Chapitre 29 -Le voleur de marchandises
Comme d'habitude, la ville était grouillante de vie. Le quartier commerçant était l'endroit que Jaelith aimait le plus quand elle voulait passer inaperçue : perdue dans la foule, personne ne faisait attention à elle. Elle pensait à Freyki. Toutes ses pensées allaient vers cet homme, et elle n'arrivait pas à comprendre pourquoi. Et comme à chaque fois, elle jouait du bout des doigts avec l'œil de Fereyan qu'elle portait au cou.
— Au secours !
La voix paniquée la sortit de ses pensées et elle se tourna vers la personne qui venait de hurler de l'autre côté de la rue. Un homme affolé hurlait :
— On m'a volé mon chariot ! Mon chariot !
La plupart des personnes se trouvant là continuaient leurs chemins sans lui prêter la moindre attention, ce qui énerva la jeune fille au plus haut point. Les humains ne sont que des égoïstes sans cœur, pensa-t-elle. Elle s'approcha de l'homme et se planta devant lui, ce qui le fit sursauter.
— Je vais retrouver votre chariot. A quoi ressemble-t-il ?
— C'est un grand chariot de bois rempli de marchandises diverses. Il est tiré par un cheval noir.
— Avez-vous vu les voleurs ?
— Ils sont deux, c'est tout ce que j'ai eu le temps de voir. Ils ont pris la direction des quartiers sud. Je vous en prie ! Faites vite !
Jaelith acquiesça et prit le chemin que lui avait indiqué le pauvre homme. Elle courut à en perdre haleine, essayant de ne pas bousculer les passants, puis arriva à un croisement. La jeune femme ne put se retenir de jurer : si elle se trompait, alors elle n'aurait aucune chance de retrouver le chariot et la marchandise. Deux jeunes femmes riaient et plaisantaient tout en remontant le chemin vers elle. Sans attendre, Jaelith leur demanda :
— Pardonnez-moi, mais est-ce que vous n'auriez pas vu un chariot tiré par un cheval noir ? Il y a deux hommes avec et...

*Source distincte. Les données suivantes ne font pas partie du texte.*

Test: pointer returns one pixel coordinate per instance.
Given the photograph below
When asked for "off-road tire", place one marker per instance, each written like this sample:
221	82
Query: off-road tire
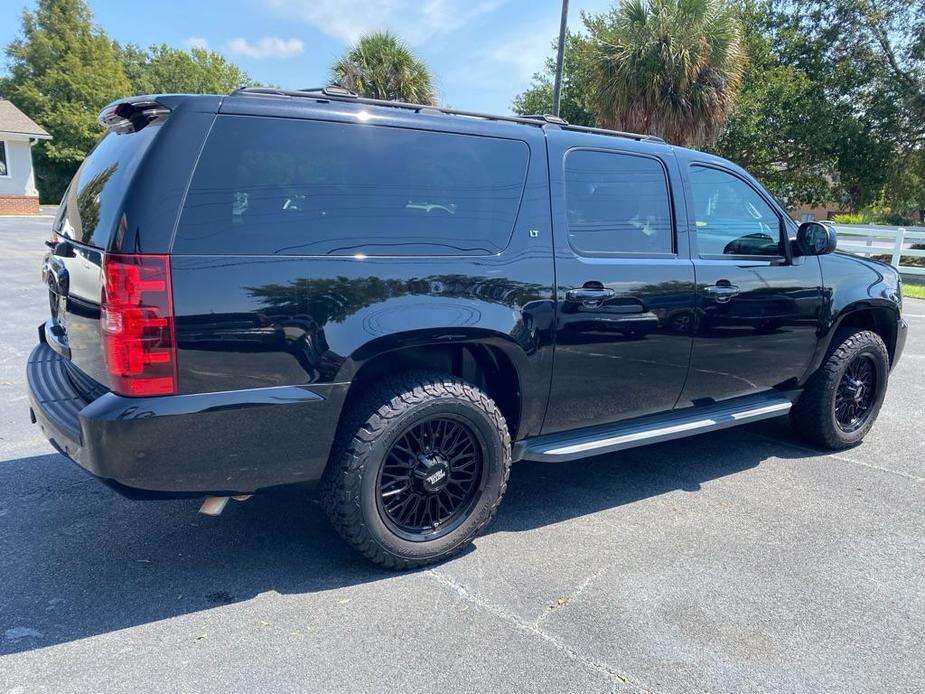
813	415
371	424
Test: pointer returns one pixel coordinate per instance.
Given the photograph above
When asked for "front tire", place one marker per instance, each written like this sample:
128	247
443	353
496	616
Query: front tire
843	398
419	468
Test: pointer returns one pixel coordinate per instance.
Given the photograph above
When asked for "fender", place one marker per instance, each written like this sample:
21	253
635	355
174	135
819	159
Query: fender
856	286
516	350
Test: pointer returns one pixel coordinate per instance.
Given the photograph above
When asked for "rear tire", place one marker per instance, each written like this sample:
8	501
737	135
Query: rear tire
842	399
419	468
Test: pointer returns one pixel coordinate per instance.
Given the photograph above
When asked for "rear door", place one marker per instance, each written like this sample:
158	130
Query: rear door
625	290
758	308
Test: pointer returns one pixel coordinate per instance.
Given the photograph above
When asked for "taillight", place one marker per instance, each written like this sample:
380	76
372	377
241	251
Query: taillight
136	324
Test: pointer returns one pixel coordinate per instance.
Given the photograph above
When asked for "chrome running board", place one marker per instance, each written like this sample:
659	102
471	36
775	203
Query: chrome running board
598	440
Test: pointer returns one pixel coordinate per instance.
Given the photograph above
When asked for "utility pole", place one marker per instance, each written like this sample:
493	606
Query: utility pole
557	85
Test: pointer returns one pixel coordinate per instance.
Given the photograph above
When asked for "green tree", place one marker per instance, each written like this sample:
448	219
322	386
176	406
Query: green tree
781	127
162	69
62	71
574	104
666	67
381	66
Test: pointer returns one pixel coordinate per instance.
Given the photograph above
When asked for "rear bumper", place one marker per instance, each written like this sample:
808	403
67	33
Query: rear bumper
233	442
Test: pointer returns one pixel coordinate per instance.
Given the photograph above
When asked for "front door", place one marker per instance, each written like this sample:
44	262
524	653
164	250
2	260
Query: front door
758	308
625	294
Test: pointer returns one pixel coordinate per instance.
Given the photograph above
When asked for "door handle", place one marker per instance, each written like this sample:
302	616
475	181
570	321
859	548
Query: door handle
589	296
721	293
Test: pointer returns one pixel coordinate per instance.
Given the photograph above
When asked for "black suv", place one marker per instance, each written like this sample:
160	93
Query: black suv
393	302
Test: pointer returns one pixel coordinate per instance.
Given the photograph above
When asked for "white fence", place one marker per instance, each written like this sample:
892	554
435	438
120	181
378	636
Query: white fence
895	242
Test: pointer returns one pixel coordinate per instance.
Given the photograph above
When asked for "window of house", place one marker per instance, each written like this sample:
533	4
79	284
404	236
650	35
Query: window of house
617	203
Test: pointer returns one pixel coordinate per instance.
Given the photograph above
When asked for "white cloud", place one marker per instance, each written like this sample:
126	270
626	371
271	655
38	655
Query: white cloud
196	42
415	21
266	47
512	60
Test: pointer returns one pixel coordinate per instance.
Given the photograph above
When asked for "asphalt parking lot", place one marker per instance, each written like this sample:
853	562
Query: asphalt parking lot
739	561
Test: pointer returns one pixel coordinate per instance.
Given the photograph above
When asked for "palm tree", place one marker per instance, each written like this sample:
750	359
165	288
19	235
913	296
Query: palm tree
669	68
381	66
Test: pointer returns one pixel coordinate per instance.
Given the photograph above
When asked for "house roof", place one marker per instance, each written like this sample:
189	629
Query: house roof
12	120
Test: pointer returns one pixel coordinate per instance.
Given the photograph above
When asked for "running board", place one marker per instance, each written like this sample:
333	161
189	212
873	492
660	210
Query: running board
582	443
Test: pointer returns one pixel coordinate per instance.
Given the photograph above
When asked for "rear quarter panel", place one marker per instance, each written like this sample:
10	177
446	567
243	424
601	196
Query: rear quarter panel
262	321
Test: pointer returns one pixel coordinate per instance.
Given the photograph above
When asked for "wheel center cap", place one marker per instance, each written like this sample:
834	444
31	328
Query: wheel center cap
432	473
856	390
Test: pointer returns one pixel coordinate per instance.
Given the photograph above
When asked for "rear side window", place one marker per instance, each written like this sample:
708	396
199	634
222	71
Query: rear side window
617	203
295	187
93	202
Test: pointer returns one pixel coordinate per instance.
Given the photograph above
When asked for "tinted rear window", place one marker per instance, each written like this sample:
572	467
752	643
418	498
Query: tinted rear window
92	204
617	203
295	187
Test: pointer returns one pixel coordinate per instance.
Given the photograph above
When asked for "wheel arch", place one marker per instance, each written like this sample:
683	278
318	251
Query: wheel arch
878	316
491	361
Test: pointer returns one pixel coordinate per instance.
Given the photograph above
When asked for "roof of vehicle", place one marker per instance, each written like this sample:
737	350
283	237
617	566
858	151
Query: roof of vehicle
341	95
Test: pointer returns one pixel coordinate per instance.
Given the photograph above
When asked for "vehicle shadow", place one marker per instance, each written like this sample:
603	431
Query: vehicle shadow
79	560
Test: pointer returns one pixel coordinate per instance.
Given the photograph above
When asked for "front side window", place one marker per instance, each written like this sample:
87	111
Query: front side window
731	217
298	187
617	203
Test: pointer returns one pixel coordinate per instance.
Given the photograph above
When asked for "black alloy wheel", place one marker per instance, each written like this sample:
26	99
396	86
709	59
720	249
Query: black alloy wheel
856	393
430	477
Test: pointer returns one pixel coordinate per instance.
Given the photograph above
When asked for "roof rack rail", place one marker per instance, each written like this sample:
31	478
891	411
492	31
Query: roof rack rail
548	118
338	93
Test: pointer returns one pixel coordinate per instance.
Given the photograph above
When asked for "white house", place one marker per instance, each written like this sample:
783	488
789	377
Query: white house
18	133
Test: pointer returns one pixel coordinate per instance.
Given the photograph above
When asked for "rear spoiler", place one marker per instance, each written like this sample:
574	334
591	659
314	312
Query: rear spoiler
129	116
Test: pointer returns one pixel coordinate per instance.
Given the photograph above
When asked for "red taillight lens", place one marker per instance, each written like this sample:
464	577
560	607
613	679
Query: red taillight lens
136	324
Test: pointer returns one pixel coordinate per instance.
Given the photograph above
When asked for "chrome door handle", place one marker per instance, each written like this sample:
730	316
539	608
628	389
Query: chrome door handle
721	293
589	296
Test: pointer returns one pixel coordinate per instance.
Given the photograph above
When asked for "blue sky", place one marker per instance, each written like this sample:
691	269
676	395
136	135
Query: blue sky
482	52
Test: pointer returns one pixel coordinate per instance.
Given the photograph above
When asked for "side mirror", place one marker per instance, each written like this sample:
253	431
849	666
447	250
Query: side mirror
816	238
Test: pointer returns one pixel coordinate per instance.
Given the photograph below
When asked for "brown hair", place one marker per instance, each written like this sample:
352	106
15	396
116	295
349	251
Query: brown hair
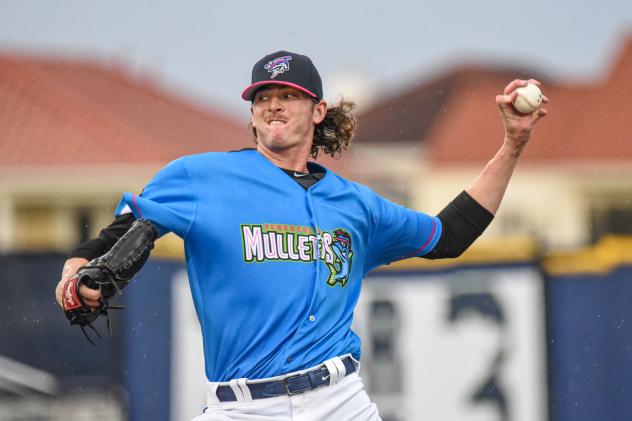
334	133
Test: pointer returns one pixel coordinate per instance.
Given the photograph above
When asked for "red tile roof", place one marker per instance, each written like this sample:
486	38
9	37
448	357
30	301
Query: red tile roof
410	115
57	113
585	122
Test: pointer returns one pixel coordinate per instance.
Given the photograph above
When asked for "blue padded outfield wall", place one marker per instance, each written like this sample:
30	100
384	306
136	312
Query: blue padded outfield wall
590	345
587	330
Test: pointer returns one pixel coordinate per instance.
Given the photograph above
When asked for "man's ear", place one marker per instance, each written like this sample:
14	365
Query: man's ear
320	111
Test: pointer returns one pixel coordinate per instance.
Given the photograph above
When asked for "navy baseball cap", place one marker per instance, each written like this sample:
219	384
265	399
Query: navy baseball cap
285	68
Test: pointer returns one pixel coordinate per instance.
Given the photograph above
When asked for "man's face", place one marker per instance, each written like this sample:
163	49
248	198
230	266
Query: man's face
284	117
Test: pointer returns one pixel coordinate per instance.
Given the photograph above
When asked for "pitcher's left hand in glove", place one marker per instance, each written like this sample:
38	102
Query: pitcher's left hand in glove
96	277
108	275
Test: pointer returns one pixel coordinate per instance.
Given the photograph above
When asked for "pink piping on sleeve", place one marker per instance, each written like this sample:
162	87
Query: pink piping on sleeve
430	237
139	212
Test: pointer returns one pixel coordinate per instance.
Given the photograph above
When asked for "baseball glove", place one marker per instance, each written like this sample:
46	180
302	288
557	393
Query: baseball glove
76	310
109	274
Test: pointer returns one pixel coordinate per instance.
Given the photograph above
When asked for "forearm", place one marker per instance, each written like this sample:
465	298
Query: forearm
489	187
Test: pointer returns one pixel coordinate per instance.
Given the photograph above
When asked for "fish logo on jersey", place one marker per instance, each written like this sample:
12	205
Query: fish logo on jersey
278	65
340	268
296	243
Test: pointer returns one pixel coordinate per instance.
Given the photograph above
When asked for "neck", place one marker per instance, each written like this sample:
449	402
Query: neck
291	159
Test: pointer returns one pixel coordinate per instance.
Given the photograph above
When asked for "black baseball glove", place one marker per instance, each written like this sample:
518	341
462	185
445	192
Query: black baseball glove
109	274
94	277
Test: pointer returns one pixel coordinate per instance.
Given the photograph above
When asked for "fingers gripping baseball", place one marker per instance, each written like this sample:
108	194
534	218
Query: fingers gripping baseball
518	126
71	266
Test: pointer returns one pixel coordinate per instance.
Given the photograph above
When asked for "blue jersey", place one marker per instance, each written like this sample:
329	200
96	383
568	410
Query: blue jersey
275	270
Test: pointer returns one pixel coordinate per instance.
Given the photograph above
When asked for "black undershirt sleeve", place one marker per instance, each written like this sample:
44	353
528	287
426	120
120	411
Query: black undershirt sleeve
463	221
108	236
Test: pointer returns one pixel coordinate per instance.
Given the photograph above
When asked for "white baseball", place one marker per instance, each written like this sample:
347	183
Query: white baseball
529	99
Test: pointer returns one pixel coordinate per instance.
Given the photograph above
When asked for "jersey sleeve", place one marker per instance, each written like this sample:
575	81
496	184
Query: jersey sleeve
169	200
399	233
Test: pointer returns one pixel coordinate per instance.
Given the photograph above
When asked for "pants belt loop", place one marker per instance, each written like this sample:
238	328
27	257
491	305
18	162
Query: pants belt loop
211	393
239	394
244	389
342	370
334	371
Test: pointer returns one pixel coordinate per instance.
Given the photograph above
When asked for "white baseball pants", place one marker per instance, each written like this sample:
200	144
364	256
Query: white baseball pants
345	400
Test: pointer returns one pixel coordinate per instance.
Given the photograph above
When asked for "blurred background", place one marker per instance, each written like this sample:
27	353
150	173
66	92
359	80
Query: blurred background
533	323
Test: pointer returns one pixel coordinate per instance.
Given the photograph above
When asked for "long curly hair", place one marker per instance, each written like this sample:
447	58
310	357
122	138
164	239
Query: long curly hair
334	133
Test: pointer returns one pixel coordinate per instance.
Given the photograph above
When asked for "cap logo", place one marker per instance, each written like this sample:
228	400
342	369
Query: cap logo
278	65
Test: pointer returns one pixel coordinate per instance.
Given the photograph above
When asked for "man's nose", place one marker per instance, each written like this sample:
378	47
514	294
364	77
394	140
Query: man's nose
275	104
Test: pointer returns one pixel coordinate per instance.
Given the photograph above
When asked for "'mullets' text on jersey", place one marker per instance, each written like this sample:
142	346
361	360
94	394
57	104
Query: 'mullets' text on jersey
285	242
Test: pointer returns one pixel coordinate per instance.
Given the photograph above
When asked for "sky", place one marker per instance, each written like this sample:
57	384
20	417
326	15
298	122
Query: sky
204	49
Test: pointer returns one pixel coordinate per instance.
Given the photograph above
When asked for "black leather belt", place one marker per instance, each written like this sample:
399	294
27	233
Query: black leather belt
289	386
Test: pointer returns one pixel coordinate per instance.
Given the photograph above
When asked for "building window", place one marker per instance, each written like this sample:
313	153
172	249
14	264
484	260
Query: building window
611	217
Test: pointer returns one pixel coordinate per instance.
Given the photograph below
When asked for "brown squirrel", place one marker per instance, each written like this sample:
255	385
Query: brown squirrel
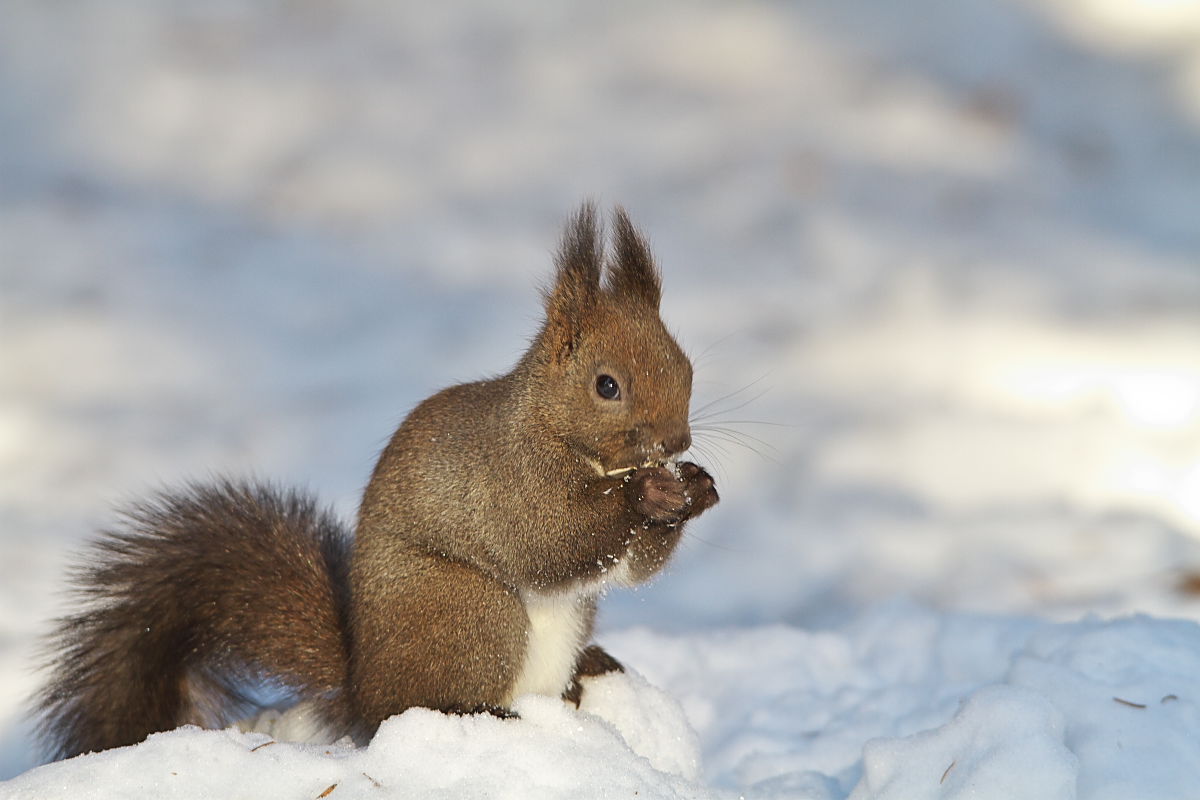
496	516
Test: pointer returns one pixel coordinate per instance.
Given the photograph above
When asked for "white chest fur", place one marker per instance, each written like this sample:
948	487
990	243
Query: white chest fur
556	636
557	626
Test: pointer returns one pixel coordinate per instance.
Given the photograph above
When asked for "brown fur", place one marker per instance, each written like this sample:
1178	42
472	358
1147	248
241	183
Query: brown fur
487	492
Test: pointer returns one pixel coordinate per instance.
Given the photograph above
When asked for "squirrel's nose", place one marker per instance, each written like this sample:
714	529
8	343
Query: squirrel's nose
677	443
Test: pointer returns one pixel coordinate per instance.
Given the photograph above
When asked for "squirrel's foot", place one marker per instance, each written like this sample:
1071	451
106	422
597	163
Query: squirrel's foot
483	708
593	661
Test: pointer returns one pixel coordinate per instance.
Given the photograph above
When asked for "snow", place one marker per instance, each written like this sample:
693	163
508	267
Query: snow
937	265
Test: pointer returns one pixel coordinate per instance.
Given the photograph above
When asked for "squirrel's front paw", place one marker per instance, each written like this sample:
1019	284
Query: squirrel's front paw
659	495
699	488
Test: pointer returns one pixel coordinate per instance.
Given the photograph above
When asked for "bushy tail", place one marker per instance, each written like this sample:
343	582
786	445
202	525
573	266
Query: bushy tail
195	594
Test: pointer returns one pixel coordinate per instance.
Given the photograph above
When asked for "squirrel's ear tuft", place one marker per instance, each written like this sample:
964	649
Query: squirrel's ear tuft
576	281
633	274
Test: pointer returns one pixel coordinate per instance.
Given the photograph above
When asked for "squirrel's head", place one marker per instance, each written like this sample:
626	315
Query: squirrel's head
615	385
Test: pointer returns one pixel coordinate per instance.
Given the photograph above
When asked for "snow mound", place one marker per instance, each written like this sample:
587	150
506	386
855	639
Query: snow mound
903	704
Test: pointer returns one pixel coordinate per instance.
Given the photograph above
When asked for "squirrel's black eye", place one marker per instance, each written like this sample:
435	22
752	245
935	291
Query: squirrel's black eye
607	388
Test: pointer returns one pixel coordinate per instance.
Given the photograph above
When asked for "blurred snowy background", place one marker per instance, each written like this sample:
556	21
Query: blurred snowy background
937	262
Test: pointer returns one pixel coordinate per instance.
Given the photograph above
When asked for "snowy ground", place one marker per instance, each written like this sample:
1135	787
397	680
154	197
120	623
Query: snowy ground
939	265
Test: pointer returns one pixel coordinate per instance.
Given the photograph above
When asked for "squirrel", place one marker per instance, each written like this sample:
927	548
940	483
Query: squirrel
495	518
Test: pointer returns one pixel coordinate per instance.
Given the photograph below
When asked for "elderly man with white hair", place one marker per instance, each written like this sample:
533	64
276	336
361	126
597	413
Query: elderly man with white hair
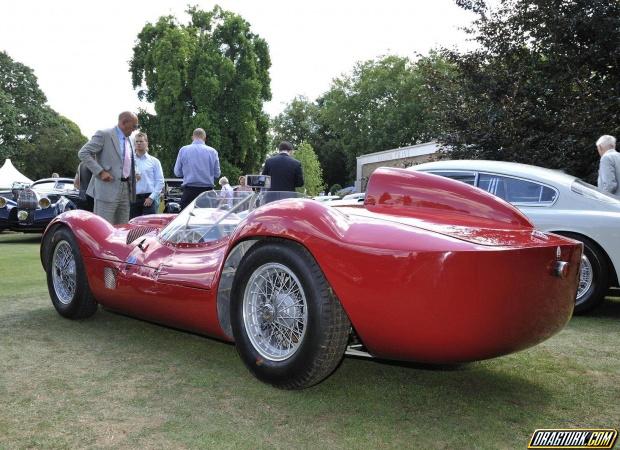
609	166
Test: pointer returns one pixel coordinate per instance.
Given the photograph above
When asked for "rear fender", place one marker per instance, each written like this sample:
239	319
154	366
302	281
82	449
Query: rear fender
427	196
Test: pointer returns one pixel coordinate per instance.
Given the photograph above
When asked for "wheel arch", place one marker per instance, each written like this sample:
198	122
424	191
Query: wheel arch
45	241
229	270
613	276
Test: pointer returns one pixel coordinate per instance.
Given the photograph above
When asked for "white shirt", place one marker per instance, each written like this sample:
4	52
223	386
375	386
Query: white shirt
151	176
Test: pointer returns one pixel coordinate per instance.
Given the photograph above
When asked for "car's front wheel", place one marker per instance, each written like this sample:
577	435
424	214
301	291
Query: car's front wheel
593	275
289	328
66	277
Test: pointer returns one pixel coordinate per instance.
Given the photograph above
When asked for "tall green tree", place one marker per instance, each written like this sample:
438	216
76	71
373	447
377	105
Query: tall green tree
380	105
37	139
543	85
23	108
213	73
313	175
53	148
297	123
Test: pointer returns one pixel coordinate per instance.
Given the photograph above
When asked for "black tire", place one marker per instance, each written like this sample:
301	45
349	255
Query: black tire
597	260
78	303
320	348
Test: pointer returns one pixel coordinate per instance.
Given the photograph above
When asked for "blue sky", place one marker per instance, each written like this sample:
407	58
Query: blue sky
79	50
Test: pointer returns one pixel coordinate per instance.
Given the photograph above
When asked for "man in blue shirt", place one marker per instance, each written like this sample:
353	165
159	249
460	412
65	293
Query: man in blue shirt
198	165
150	181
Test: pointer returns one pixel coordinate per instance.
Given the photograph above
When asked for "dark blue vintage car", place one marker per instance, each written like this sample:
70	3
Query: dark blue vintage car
30	208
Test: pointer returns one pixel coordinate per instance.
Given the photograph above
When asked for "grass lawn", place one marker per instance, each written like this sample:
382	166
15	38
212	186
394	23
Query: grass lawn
113	381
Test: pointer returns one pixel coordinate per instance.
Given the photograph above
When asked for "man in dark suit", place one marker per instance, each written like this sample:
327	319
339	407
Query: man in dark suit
285	171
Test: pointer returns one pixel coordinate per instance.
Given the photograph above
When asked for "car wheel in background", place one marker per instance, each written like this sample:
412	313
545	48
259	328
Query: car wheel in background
66	276
593	276
289	328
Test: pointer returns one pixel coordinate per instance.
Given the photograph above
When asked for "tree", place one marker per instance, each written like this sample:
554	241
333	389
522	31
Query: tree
212	73
53	148
544	84
313	175
297	123
33	135
380	106
23	107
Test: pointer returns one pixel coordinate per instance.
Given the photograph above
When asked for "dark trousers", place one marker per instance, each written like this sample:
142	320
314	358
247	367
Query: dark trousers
137	208
87	203
191	192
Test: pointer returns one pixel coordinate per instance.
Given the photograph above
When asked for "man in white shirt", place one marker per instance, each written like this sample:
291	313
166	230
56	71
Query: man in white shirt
150	181
609	166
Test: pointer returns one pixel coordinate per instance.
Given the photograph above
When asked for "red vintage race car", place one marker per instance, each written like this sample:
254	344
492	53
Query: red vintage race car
427	269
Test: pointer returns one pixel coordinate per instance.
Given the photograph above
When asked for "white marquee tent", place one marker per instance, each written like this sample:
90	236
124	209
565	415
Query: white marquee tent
9	174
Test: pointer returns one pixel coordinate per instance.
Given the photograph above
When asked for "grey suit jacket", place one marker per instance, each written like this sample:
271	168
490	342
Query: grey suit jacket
609	172
102	153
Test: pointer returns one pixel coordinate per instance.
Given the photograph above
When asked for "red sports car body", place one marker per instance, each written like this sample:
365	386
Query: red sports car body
428	269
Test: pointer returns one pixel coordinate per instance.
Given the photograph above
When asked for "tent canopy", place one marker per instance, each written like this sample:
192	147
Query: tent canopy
9	175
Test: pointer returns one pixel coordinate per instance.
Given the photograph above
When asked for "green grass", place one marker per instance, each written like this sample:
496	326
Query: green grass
116	382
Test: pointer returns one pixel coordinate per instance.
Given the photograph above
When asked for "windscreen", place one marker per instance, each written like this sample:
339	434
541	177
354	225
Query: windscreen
215	215
587	190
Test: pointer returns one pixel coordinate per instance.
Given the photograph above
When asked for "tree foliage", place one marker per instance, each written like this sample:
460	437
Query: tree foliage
541	88
33	135
53	149
382	104
210	73
313	175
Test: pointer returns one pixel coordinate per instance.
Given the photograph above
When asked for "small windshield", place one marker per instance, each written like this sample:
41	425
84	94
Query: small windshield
216	214
587	190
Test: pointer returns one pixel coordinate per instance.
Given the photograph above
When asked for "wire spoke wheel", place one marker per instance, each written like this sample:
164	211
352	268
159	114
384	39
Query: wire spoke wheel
63	272
275	311
586	277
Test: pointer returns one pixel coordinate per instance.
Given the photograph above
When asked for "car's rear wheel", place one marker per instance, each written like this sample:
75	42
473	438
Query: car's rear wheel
593	275
66	276
289	328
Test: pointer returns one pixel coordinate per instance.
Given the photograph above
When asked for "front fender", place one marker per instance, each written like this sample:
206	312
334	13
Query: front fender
95	235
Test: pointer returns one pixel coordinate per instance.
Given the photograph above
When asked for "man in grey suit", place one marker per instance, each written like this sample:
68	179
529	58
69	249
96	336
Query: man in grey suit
109	155
609	166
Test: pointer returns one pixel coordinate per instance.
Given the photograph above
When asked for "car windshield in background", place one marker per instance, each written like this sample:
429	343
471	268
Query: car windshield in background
516	190
215	215
45	187
587	190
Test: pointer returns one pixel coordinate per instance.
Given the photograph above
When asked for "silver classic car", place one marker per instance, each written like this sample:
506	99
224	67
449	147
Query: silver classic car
555	202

— Non, désolée, mais cela ne me dit rien du tout...
Peut-être n'avaient-elles pas fait attention ? De toute façon, Jaelith n'avait pas le choix et devaient leur faire confiance. Elles venaient par le chemin de gauche, donc elle continuerait par la droite. Remerciant rapidement les jeunes femmes, elle reprit sa course.
La femme paladin arriva dans une ruelle bondée de monde. Rapidement, elle chercha un moyen d'avoir une vue d'ensemble de l'endroit. Elle monta sur une caisse de bois qui se trouvait contre un mur et observa les alentours. Jaelith les aperçut au loin. Les deux voleurs se déplaçaient très lentement à cause du monde qu'il y'avait. En revanche, la jeune femme n'eut aucun mal à se glisser entre les personnes qu'il y avait et les rejoignit rapidement, s'approchant discrètement de sa cible. Les deux voleurs discutaient ensemble et ne semblaient pas l'avoir vue. La jeune femme se planta devant eux et dégaina son épée.
— Je vous conseille de rester calme et de laisser tout cela avant de déguerpir le plus vite possible.
Apeuré, l'un des hommes répondit en tremblant :
— Mais nous devons livrer ces marchandises ! Que dira notre maitre si nous revenons les mains vides ?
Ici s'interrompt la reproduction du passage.